After the doc finished I pulled out my battered copy of Deeds of War from the shelf and took another look through it. And this morning I grabbed the doorstep sized Inferno from the local library. I had somehow forgotten how stunning Nachtwey's work is, along with how committed a character he is. Which got me thinking about a couple of things.
For me, during the late Twentieth and into the earlier Twenty-first Century there has always been a triumvirate of conflict/war photographers whose work spoke more loudly, more convincingly and was nearly always head and shoulders above anything else around. Don McCullin, Gilles Peress and James Nachtwey. Now, these guys are all getting on a little bit. I figure the last two are already into their early sixties and the Don is about 73 (not to suggest they are past it or not still photographing or anything). But who can forget McCullin's searing pictures from Vietnam or the Congo or Beirut arriving in time for Sunday breakfast with the colour supplements? Or Peress' unbearable yet absolutely essential images from Bosnia in Farewell to Bosnia and Rwanda in The Silence. And Nachtwey's b&w essays from Rwanda, the Sudan, Chechnya still, against all the digital and ad-dollar odds, being published in Time.
Which leads me to: where the work of this sort and calibre from Iraq and Afghanistan (and any other current spot on the globe where human beings are suffering and dying)? There was a time when I would seek out such stories in the news magazines, the Sunday supplements as well as other often not quite so obvious places and publications - but they were never to hard to find and often looked you right in the eye from the newsstand. Perhaps I haven't been quite so diligent this last few years, but where is the work? I seem to have encountered so little in published form, and while the internet has been a boon to photography in so many ways, it seems in some ways to have belittled this kind of work, robbed it of its power and rendered it impotent.
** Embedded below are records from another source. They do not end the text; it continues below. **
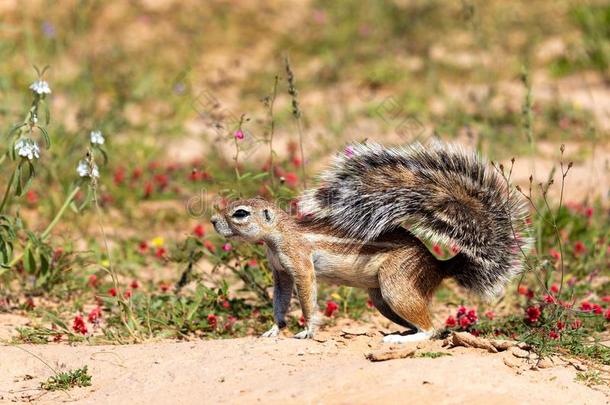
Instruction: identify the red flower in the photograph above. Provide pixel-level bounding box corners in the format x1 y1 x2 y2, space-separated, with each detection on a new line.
573 241 586 256
88 274 98 288
571 319 582 329
445 315 457 327
26 190 38 205
325 300 339 317
143 181 154 198
466 309 478 323
298 315 305 326
160 283 170 293
604 309 610 321
72 315 88 335
88 306 102 323
525 306 541 323
432 244 443 256
579 301 592 312
204 240 216 253
114 167 125 185
518 285 533 299
484 311 495 320
193 224 206 238
153 174 169 190
221 300 230 309
584 207 593 218
549 248 561 262
283 172 299 187
130 280 140 289
556 321 565 330
450 245 460 254
592 304 603 315
108 287 117 297
601 296 610 303
155 247 167 258
247 259 258 268
292 157 302 167
132 167 143 180
207 313 218 328
549 330 560 340
550 284 559 294
367 299 374 309
138 241 149 254
25 297 35 310
124 290 132 299
459 316 472 329
457 306 467 317
224 316 237 331
544 294 556 304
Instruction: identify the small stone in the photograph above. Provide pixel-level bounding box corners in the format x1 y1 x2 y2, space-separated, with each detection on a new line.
510 347 530 358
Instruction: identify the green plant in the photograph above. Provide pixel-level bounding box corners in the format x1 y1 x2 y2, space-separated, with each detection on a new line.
41 366 92 391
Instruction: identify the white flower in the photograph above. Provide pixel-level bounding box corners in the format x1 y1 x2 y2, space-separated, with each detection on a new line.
77 159 99 178
14 138 40 160
90 130 105 145
29 80 51 95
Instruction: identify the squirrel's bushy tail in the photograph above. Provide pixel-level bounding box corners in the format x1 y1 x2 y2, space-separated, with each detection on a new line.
299 142 532 298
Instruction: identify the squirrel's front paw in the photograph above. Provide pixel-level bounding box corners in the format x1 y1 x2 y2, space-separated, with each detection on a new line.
293 327 315 339
261 324 281 338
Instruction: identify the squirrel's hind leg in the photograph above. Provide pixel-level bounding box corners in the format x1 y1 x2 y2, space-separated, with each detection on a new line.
377 250 444 343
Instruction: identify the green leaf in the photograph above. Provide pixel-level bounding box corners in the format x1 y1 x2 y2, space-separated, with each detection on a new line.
23 247 36 274
38 126 51 148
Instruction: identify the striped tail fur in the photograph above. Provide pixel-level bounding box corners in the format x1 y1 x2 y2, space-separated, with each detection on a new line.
298 142 532 298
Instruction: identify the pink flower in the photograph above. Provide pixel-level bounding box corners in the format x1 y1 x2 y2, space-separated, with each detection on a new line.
222 243 232 252
234 130 244 140
584 207 593 218
445 315 457 327
601 296 610 303
484 311 495 320
325 300 339 317
550 284 559 294
571 319 582 329
124 290 132 299
284 172 299 187
72 315 88 335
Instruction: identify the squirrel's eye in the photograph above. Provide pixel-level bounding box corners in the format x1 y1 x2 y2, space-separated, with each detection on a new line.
231 209 250 219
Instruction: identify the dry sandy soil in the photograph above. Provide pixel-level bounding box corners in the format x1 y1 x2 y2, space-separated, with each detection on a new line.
1 319 609 405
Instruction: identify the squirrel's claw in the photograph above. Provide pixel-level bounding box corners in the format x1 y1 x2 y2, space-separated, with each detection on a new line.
293 327 314 339
261 324 281 338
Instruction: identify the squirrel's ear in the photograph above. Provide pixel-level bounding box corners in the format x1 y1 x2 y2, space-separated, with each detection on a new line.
262 208 274 223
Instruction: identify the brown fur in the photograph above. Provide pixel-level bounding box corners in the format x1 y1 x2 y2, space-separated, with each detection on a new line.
211 199 448 337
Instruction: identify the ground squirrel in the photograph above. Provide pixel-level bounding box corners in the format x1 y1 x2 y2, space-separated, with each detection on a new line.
211 142 531 342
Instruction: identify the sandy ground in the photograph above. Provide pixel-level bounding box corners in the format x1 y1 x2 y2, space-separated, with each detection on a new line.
1 322 609 405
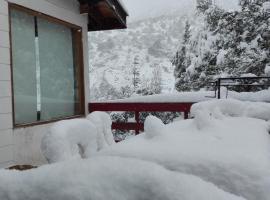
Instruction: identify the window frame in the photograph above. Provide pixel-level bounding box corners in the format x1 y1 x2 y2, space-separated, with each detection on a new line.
9 3 86 128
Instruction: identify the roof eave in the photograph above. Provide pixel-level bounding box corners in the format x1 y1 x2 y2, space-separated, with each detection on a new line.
78 0 128 32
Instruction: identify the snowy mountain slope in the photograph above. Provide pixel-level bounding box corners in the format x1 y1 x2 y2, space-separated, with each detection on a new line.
88 1 241 101
88 12 192 100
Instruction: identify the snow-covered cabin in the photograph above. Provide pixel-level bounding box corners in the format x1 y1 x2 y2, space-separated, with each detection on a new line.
0 0 128 168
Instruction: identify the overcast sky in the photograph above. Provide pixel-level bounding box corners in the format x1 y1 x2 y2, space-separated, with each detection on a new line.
121 0 240 21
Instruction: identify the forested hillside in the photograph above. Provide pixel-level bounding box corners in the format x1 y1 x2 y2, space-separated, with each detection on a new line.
88 12 193 100
173 0 270 91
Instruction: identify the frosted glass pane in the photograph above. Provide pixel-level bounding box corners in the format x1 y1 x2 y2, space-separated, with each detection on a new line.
38 18 76 120
10 9 37 124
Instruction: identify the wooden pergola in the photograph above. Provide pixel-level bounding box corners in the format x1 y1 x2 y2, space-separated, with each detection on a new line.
78 0 128 31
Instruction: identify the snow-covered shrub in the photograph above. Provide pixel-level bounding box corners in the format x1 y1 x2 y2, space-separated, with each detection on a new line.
41 112 115 163
265 64 270 76
41 119 98 163
192 107 213 130
87 112 115 149
144 116 165 139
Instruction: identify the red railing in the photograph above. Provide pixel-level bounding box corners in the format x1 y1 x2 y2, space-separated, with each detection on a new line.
89 102 194 135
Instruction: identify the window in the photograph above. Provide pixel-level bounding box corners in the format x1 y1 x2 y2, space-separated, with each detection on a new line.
10 5 85 126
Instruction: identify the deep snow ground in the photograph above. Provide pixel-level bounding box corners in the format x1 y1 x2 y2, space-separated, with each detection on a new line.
0 99 270 200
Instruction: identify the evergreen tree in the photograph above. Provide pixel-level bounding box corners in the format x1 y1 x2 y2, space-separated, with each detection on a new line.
150 66 162 94
131 56 141 92
173 0 270 92
196 0 213 13
173 21 191 91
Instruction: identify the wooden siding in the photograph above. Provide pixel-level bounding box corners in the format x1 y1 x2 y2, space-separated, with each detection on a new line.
0 0 14 166
0 0 90 167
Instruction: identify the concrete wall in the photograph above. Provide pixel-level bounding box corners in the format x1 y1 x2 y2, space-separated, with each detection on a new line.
0 0 89 167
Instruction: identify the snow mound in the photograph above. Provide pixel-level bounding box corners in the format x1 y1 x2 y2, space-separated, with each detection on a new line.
144 116 165 139
263 2 270 11
191 99 270 121
265 64 270 75
227 88 270 102
87 112 115 150
6 100 270 199
0 157 245 200
100 114 270 200
41 119 98 163
192 107 213 130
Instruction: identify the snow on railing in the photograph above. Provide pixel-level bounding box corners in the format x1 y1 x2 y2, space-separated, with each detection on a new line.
214 76 270 99
88 102 195 135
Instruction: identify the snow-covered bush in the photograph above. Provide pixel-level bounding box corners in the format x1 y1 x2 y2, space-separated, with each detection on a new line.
41 112 115 163
41 119 98 163
144 116 165 139
265 64 270 76
87 112 115 150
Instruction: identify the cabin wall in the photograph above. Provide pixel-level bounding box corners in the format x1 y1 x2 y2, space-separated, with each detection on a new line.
0 0 14 168
0 0 90 167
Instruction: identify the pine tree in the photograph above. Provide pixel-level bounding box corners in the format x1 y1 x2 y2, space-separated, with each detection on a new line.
196 0 213 13
131 56 141 92
150 66 162 94
173 21 191 91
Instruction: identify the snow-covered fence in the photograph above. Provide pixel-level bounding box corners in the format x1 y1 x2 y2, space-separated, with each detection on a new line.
215 76 270 99
89 102 194 135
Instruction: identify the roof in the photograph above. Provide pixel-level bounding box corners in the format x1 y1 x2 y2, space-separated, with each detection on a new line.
115 0 129 16
78 0 128 31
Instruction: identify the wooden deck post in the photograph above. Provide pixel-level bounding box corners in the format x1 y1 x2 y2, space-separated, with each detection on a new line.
135 111 140 135
184 111 189 120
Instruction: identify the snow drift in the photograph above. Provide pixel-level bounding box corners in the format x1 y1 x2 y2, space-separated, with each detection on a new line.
100 100 270 200
1 99 270 200
0 156 245 200
191 99 270 121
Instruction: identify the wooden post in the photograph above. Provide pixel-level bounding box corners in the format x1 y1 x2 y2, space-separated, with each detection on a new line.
184 111 189 120
217 78 221 99
135 111 140 135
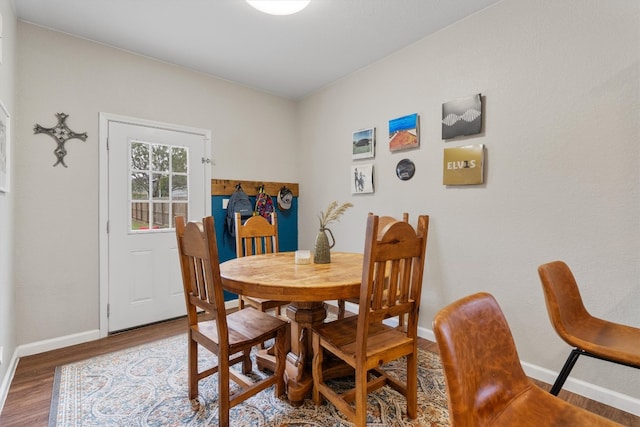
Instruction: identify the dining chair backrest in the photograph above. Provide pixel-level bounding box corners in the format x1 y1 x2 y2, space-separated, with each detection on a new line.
433 292 530 426
355 214 429 355
235 212 278 257
176 216 228 337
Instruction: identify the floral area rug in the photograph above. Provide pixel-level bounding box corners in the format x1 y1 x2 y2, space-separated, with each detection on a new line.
49 334 449 426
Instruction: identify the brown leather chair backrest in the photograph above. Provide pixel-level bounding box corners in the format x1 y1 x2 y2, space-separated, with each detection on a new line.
433 292 531 426
538 260 592 347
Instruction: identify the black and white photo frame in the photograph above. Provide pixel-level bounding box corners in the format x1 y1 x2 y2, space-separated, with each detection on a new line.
351 163 374 194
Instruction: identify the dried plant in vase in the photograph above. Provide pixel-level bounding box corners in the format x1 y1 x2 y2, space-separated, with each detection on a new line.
314 201 354 264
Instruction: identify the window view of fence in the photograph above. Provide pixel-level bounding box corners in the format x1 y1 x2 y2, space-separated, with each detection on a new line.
130 141 188 231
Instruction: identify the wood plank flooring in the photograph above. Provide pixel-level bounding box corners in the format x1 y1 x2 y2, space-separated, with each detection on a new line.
1 315 639 426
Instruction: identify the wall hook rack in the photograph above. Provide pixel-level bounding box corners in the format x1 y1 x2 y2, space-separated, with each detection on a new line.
34 113 88 167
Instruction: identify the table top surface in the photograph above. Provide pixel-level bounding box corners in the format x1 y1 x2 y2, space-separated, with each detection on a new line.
219 251 363 302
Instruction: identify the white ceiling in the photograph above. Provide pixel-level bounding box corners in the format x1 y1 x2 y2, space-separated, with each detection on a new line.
14 0 502 100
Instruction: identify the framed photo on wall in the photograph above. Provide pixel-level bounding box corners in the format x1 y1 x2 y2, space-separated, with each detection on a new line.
442 94 482 140
389 113 419 152
443 144 485 185
0 100 10 193
352 127 375 159
351 163 374 194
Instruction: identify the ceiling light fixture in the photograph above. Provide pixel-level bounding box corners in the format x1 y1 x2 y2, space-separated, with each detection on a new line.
246 0 310 16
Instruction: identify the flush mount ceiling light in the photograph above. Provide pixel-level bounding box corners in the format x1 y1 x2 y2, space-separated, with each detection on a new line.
246 0 311 16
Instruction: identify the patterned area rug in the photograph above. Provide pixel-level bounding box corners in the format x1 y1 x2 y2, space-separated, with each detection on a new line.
49 334 449 426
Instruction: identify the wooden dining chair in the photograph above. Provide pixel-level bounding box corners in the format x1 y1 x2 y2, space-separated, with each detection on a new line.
235 212 290 316
175 216 287 427
337 212 409 320
538 260 640 395
312 214 429 427
433 292 622 426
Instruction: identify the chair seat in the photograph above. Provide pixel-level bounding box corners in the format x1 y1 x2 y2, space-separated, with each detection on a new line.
565 316 640 366
314 316 412 367
241 295 289 312
194 308 287 350
493 384 620 426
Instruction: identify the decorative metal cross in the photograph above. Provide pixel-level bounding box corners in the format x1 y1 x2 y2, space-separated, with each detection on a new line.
34 113 88 167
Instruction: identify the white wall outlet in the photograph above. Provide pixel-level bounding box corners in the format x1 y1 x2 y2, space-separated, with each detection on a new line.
222 198 229 209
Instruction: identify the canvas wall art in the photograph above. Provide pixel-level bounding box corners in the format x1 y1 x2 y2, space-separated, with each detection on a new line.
388 113 419 152
442 94 482 140
351 163 374 194
352 127 375 159
443 144 485 185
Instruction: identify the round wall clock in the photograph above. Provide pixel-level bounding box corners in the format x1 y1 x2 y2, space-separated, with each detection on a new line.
396 159 415 181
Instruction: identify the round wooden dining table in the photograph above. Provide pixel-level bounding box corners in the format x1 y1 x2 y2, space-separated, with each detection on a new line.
219 251 363 404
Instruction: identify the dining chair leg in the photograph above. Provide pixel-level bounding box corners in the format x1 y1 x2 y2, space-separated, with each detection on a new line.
188 334 199 403
355 367 367 427
274 327 287 397
218 351 231 427
406 352 418 419
550 348 582 395
311 333 324 405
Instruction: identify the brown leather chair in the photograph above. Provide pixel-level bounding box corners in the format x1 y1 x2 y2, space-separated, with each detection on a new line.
433 292 622 427
538 260 640 395
175 216 287 427
235 212 290 315
312 214 429 427
337 212 409 319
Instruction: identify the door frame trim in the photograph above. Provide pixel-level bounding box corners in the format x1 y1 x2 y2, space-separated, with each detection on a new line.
99 113 212 337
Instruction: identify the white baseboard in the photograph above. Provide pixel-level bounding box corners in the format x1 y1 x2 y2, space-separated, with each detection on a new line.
16 329 101 359
0 349 20 415
521 361 640 417
1 329 100 414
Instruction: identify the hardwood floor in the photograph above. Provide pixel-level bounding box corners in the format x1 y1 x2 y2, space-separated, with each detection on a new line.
2 315 639 426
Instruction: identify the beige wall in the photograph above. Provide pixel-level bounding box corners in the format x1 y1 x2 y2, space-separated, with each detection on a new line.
297 0 639 404
0 0 17 405
14 22 299 345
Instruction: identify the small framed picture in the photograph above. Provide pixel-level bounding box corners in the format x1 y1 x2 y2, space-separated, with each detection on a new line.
352 127 375 159
442 94 482 140
0 100 10 193
443 144 485 185
351 163 374 194
389 113 419 152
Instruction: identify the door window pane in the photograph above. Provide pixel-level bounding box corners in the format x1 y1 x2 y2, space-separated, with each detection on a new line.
131 202 150 230
152 144 170 172
172 203 188 228
172 147 188 173
131 142 149 170
152 173 170 200
131 172 149 200
152 202 170 229
171 175 188 200
130 141 190 232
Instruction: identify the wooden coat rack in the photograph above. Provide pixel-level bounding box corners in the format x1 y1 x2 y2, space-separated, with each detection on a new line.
211 179 299 197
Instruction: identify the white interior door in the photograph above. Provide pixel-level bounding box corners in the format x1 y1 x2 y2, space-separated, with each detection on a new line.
106 120 208 332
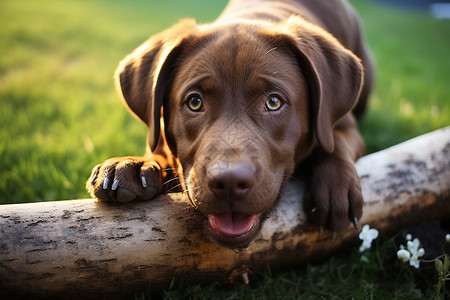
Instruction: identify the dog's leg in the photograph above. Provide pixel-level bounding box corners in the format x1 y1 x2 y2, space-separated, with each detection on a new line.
304 114 364 232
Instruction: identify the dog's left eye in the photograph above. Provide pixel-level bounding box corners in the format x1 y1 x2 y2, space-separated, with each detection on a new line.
186 94 204 112
265 95 283 111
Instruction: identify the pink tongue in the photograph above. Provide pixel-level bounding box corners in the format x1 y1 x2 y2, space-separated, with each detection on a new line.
208 212 259 237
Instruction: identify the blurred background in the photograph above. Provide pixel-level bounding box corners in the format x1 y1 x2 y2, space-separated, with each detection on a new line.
0 0 449 205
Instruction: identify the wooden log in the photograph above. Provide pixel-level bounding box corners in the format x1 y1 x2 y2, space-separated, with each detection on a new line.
1 127 449 299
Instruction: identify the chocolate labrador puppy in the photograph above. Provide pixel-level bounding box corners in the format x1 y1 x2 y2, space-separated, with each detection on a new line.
87 0 374 248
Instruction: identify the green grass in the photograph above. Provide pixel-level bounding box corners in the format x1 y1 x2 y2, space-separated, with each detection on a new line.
355 1 450 151
1 0 449 298
0 0 226 203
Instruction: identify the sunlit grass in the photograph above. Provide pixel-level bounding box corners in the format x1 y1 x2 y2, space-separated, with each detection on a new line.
0 0 231 203
355 1 450 152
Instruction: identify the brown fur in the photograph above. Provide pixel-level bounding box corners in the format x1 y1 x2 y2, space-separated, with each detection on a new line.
87 0 374 248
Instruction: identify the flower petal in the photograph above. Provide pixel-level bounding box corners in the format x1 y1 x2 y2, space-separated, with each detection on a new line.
397 249 411 263
409 256 420 269
369 229 379 239
417 248 425 257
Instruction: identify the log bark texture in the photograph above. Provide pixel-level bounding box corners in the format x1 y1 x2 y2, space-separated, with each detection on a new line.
1 127 449 299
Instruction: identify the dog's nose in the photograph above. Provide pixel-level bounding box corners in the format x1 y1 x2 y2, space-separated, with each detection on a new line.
207 162 255 202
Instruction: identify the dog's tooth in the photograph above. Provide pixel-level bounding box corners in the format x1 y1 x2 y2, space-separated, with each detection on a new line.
141 175 148 188
103 177 110 190
111 179 119 191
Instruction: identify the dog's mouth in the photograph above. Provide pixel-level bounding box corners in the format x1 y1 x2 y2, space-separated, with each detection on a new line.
207 212 261 248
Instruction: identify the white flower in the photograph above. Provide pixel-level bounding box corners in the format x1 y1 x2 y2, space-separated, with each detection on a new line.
446 234 450 243
398 235 425 269
397 249 411 263
358 224 379 252
409 248 425 269
359 240 371 252
407 238 421 254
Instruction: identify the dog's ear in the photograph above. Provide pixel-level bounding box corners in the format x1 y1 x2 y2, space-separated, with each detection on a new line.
281 16 363 153
115 19 198 152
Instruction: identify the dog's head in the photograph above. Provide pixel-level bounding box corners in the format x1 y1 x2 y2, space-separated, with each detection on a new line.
116 17 363 248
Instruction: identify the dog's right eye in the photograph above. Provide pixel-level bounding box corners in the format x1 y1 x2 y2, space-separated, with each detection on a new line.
186 94 204 112
265 95 284 112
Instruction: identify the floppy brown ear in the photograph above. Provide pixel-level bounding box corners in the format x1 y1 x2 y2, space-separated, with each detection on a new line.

Postscript: Having written this, I just came across the story this last week of the photographs of Lance Corporal Joshua Bernard in Afghanistan (and here and here)and words of censure coming from the supposedly open and outward looking administration in the White House. I think one essential thing McCuillin, Peress and Nachtwey all have in common is that their work was and is about pricking our complacency, about not letting us hide in our suburban middle-class ghetto's. Perhaps, in the end, they failed? Not because their work wasn't powerful enough or that they didn't try hard enough, but rather that our self-absorbed complacency was just too immense to overcome?